Keadaan kian merumit ketika seorang menangkap basah apa yang baru saja kedua kakak beradik itu lakukan. Rheon kemudian mencabut pisau yang menusuk perut adiknya. Sementara Rhea sendiri ambruk bersimbah darah di lantai dapur.

"Haha dia yang gila! Dia yang gila!" tawa Rheon memegangi kepalanya dengan tangan yang berlumuran darah.

"Kau! Kau sama gila dengan pria brengsek yang meninggalkan kakak dan kalian berdua! Aku sebagai paman kalian tak habis pikir bahwa kau bisa berbuat hal seperti ini!" ucap paman Rheon sambil memapah kepala Rhea dan kemudian menghubungi ambulance.

"Kau psikopat kecil! Kau mencoba membunuh adik mu sendiri?! Apa akal sehat mu sudah hilang?!" tanya paman Rheon lagi.

"Hahahahaha kau tau apa tentang kami berdua?! Bukan hanya aku yang gila disini, dia pun sama tidak warasnya dengan ku!" kilah Rheon sambil mengancam pamannya dengan pisau yang masih ia genggam.

"Kau akan mendekam di penjara untuk hal ini! Tidak ada kata maaf untuk mu!" balas paman Rheon tak gentar.

Tangan Rheon gemetar. Pisau dapur yang berlumuran darah itu jatuh begitu saja dari genggaman Rheon. Rheon terduduk di lantai meremas rambutnya kuat-kuat seolah merasa depresi.

"Tidak! Kau tidak bisa! Kau tidak bisa memisahkan kami! Aku kakaknya! Dia butuh aku! Aku adalah satu-satunya orang yang pantas bersamanya! Kau yang seharusnya pergi!" gumam Rheon mulai hilang kendali.

Pamannya segera melumpuhkan Rheon sebelum dia kembali mengambil pisau dapur yang telah jatuh dan mulai menyerangnya. Rheon masih meracau tak karuan, terus mengumpat kata-kata kasar dan betapa ia dan adiknya tak dapat di pisahkan hingga mobil polisi membawanya dan ambulance membawa Rhea yang terluka.

****

"Kakak, aku butuh kau.......," ucap Rhea lirih masih terus menerus mengiris lengan kirinya.
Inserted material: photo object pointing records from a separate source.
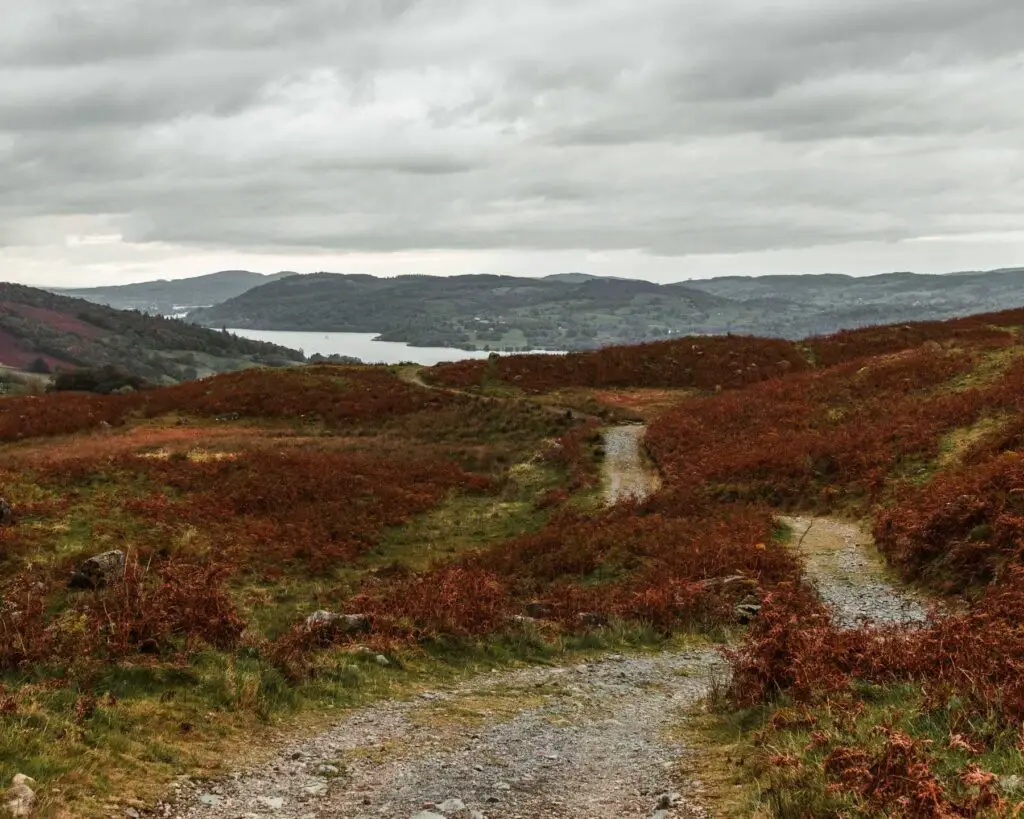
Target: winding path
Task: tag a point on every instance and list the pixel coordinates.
(593, 740)
(628, 475)
(842, 562)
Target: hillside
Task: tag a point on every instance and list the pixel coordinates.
(171, 297)
(67, 334)
(577, 311)
(285, 549)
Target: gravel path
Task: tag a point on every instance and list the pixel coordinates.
(592, 740)
(842, 562)
(627, 475)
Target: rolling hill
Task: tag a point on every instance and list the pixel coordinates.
(578, 311)
(169, 297)
(46, 331)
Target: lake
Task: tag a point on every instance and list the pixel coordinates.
(360, 345)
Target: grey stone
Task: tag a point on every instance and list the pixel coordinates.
(667, 801)
(1012, 785)
(747, 612)
(99, 570)
(20, 799)
(538, 610)
(339, 623)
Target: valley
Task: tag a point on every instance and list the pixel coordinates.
(690, 576)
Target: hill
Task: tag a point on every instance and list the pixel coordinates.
(67, 334)
(478, 311)
(171, 297)
(307, 540)
(576, 311)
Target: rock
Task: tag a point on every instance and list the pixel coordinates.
(339, 623)
(747, 612)
(667, 801)
(99, 570)
(1012, 785)
(20, 798)
(6, 513)
(538, 610)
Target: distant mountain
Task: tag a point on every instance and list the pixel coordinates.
(168, 297)
(580, 311)
(46, 331)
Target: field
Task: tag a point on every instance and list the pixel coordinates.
(440, 512)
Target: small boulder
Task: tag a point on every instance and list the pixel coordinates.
(99, 570)
(20, 798)
(339, 623)
(538, 610)
(745, 612)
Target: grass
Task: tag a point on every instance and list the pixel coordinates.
(150, 725)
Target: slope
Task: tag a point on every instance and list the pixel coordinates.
(170, 297)
(38, 328)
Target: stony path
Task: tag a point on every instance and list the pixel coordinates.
(842, 562)
(627, 475)
(590, 740)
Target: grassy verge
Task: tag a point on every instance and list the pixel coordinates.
(121, 740)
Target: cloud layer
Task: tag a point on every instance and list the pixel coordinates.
(474, 129)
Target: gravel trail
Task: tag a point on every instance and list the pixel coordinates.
(842, 562)
(627, 475)
(591, 740)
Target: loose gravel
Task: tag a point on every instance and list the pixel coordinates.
(627, 476)
(590, 740)
(843, 563)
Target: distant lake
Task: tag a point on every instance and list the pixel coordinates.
(359, 345)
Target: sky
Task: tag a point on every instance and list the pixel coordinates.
(665, 139)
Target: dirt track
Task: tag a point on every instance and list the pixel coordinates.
(592, 740)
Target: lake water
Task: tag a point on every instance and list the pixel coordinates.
(359, 345)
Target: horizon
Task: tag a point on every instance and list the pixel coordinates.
(666, 141)
(1008, 268)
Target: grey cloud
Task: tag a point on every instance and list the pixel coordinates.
(671, 126)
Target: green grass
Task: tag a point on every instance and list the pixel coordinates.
(151, 724)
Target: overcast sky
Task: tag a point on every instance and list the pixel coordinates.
(658, 138)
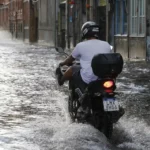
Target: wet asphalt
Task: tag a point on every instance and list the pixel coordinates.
(33, 108)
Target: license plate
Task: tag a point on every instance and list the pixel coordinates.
(110, 104)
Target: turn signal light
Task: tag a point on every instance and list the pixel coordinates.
(108, 84)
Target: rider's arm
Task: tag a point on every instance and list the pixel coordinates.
(75, 55)
(67, 61)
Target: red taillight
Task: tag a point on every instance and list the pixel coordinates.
(108, 84)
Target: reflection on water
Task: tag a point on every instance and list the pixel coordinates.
(33, 108)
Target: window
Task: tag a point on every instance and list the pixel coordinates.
(121, 17)
(137, 18)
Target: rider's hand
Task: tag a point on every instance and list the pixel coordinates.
(61, 64)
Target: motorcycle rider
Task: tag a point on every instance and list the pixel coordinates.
(84, 52)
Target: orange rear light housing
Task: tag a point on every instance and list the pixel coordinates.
(108, 84)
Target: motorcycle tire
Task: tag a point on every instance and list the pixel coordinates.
(72, 106)
(104, 124)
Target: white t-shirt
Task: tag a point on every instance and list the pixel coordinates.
(85, 51)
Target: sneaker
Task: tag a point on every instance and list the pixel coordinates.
(82, 113)
(59, 76)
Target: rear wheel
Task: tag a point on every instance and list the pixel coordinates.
(104, 124)
(73, 105)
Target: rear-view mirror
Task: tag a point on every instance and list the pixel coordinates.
(59, 49)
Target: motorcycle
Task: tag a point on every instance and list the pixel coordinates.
(103, 107)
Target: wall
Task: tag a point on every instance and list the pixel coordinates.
(47, 21)
(4, 16)
(137, 48)
(121, 46)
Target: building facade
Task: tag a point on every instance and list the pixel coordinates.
(130, 28)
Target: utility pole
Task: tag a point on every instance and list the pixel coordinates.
(67, 24)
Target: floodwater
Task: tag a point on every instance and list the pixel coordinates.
(33, 108)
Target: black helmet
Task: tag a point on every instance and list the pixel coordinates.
(90, 29)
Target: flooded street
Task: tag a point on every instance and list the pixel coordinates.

Rhea lalu bangkit dan berjalan gontai menuju beranda kamarnya. Terdengar suara ketukan pintu kamar Rhea yang tak ia hiraukan. Ketukan itu berubah menjadi semakin keras karena sang pemilik nama yang tinggal di dalam kamar itu tak kunjung menyahut.

"Rhea buka pintunya! Aku mohon buka pintunya!" pinta suara dari balik pintu.

Rhea membuka pintu kaca beranda di kamarnya. Saat pintu kamarnya berhasil di dobrak, dengan senyuman penuh arti ia berkata.

"Aku akan mati seperti permintaan kakak. Tanpa dia, aku tidak bisa apa-apa. Itu semua salah mu, paman. Itu semua salah mu karena membuat ia mendekam di penjara. Itu semua salah mu karena telah memisahkan kami," ucap Rhea kemudian melompat terjun dari kamar tempat ia berada yang berada di sebuah apartemen setinggi lima lantai.

Paman Rhea segera berlari menuju beranda berharap dapat menyelamatkan keponakannya itu. Namun sayang sama seperti nasib tragis ibunya, Rhea telah tewas dengan kepala yang menghantam aspal hingga pecah mengeluarkan isi di dalamnya. Paman Rhea tak mampu berkata-kata lagi. Rasa cinta sepasang kakak beradik itu sudah terlalu gila hingga mereka bisa berbuat hal semacam ini. Sang kakak yang tega membunuh adiknya dan adiknya yang rela mati untuk sang kakak. Cinta itu memang tak dapat di jelaskan oleh akal sehat, hanya kegilaan lah yang dapat menerima hal itu dengan suka rela.